In today’s post, Valerie McGregor advocate at delivery partner Knowsley Pensioners’ Advocacy Information Service (KPAIS) ponders the relationships we build whilst delivering advocacy support:
Having recently revisited some of the cases of older people affected by cancer who received support through advocacy, it became apparent that not only did we have a professional relationship as advocate and client whilst dealing with their issues, but also that during their journey we had become friends.
What I didn’t envisage was that through supporting them, I would get to know them so well. In so many cases I’ve learned about their lives from an early age, where they grew up and all about their families. I love to hear about and feel privileged to hear their stories, and how their cancer journey has affected them and their loved ones.
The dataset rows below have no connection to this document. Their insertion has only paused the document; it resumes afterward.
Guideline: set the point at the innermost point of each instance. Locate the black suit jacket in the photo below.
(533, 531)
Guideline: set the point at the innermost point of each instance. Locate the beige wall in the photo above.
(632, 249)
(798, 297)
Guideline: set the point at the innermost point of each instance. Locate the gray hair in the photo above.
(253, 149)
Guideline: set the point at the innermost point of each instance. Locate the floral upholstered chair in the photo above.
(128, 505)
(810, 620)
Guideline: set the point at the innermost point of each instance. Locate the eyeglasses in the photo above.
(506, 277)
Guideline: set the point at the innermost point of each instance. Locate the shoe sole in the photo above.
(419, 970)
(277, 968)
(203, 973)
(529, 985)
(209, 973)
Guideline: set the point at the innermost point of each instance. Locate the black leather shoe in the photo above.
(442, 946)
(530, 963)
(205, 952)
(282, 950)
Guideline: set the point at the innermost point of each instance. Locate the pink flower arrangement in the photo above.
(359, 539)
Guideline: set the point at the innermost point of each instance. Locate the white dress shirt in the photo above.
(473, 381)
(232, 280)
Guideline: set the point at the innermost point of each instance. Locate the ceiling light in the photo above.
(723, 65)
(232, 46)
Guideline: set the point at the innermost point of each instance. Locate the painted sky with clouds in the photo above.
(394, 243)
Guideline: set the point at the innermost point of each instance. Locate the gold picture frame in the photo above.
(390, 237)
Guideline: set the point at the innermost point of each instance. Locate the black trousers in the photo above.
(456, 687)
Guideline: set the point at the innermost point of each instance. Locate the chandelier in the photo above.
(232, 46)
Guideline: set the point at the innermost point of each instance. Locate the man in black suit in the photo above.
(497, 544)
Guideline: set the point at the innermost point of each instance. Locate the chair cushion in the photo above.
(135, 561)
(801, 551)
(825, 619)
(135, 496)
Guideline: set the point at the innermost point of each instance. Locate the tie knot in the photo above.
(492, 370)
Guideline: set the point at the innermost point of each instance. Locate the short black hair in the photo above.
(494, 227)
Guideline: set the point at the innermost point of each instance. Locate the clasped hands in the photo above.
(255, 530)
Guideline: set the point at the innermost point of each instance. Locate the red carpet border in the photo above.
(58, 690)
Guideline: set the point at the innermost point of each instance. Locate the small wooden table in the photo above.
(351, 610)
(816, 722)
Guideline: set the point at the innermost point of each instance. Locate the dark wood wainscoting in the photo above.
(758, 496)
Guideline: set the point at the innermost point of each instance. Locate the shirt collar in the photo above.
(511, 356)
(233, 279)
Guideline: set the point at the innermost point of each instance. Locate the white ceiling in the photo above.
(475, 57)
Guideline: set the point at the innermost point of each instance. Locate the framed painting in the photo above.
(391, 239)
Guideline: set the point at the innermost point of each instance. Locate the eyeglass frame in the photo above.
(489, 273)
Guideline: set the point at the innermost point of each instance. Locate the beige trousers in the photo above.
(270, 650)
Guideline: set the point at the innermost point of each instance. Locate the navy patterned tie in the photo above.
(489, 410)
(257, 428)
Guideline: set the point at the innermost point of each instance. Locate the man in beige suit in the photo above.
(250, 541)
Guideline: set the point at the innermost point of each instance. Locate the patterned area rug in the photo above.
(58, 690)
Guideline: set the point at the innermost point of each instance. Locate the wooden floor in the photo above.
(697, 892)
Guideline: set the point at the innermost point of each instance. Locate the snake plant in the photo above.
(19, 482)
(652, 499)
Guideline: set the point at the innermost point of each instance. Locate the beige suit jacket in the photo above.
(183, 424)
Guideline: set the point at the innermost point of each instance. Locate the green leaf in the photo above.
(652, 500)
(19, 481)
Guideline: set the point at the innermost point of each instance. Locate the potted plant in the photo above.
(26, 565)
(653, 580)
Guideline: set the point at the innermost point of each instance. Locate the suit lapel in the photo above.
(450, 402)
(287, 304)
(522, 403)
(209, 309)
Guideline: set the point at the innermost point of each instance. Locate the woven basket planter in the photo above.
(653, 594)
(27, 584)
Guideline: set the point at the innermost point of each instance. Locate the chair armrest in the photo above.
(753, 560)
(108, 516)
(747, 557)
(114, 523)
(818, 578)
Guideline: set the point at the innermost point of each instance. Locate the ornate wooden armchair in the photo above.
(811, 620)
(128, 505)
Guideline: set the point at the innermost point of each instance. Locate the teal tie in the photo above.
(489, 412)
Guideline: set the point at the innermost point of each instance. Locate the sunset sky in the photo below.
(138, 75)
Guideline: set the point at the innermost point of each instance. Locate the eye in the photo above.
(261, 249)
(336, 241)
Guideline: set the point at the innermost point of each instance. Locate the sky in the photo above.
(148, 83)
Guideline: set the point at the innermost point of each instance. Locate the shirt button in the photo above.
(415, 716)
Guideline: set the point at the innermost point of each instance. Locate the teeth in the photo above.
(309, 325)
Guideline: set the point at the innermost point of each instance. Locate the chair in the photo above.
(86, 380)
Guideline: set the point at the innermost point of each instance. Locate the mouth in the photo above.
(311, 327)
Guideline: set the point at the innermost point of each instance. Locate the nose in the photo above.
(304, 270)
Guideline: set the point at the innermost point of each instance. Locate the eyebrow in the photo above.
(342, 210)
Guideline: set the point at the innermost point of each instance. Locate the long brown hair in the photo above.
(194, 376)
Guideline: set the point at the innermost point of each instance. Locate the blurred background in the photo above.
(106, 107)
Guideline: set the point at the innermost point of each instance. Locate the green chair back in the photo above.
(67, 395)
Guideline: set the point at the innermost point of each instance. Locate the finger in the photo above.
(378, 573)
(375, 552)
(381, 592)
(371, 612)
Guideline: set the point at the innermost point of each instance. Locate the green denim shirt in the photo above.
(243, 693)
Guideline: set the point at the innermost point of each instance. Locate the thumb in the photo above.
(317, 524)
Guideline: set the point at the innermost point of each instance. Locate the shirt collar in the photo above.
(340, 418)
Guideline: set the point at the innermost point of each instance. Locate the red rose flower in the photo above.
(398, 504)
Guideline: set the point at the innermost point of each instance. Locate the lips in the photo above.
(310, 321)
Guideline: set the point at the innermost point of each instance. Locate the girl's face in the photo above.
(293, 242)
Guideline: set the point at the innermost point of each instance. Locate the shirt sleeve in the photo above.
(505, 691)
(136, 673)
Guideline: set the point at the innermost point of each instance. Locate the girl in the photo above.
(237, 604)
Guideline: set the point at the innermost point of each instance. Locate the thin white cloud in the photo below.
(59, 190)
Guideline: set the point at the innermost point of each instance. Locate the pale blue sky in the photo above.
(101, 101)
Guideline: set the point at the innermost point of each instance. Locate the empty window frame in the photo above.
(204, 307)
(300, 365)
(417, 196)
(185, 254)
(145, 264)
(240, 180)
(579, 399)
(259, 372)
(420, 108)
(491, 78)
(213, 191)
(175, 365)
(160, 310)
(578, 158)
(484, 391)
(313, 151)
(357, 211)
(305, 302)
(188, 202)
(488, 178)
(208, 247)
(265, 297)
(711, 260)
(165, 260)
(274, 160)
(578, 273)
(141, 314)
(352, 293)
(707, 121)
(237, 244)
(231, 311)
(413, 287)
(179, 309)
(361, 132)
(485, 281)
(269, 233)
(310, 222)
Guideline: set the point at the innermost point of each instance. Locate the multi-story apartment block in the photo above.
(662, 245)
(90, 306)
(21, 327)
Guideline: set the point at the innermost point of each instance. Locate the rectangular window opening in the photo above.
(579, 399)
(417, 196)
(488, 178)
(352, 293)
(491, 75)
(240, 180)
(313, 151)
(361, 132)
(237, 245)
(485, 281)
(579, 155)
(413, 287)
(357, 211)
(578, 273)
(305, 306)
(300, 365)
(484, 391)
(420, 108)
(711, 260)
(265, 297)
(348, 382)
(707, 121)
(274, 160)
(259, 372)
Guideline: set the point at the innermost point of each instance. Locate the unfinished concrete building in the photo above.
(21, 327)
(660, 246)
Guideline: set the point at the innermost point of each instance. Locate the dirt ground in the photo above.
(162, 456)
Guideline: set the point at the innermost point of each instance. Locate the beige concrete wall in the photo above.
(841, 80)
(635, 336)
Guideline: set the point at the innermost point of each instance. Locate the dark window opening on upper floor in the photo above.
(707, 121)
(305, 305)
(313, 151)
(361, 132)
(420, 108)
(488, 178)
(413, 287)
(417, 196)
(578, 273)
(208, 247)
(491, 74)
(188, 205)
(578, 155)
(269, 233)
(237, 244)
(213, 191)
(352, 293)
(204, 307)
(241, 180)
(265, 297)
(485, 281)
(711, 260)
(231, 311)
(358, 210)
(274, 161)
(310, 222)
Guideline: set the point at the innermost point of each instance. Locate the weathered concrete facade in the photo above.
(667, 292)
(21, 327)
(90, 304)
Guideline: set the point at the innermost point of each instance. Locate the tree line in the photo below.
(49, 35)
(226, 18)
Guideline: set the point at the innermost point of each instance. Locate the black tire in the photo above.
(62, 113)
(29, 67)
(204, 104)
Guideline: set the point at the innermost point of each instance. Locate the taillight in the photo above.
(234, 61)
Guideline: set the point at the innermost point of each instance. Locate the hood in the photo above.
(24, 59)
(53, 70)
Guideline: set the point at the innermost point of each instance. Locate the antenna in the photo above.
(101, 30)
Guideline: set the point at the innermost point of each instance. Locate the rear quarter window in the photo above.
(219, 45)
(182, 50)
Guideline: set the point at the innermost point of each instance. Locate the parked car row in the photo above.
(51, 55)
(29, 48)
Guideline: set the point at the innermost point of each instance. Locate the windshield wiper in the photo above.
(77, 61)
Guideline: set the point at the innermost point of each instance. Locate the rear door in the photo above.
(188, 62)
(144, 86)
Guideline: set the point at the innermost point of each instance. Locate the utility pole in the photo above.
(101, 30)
I have found that as an advocate, and especially whilst dealing with older people affected by cancer, it becomes apparent that very often, the client will minimise their issue and I hear them say they they feel there is someone else more in need of this service. The joy of this service is that we do have the time to spend in getting to know people, and giving them as much time as they need to identify the areas they would most benefit from some help. In this getting to know each other period, it really can begin to feel like chatting with old friends.
It’s always good to hear positive feedback about the Cancer, Older People and Advocacy project and the service it provides, but it’s also good to know that having an advocate has been so helpful, that we are now regarded as friends. It’s clear that being there to listen or to talk things through can make such a big difference.
So many of the people who have accessed this service have said that they feel they have a friend for life which I find so humbling that I have been able to make such a positive impact.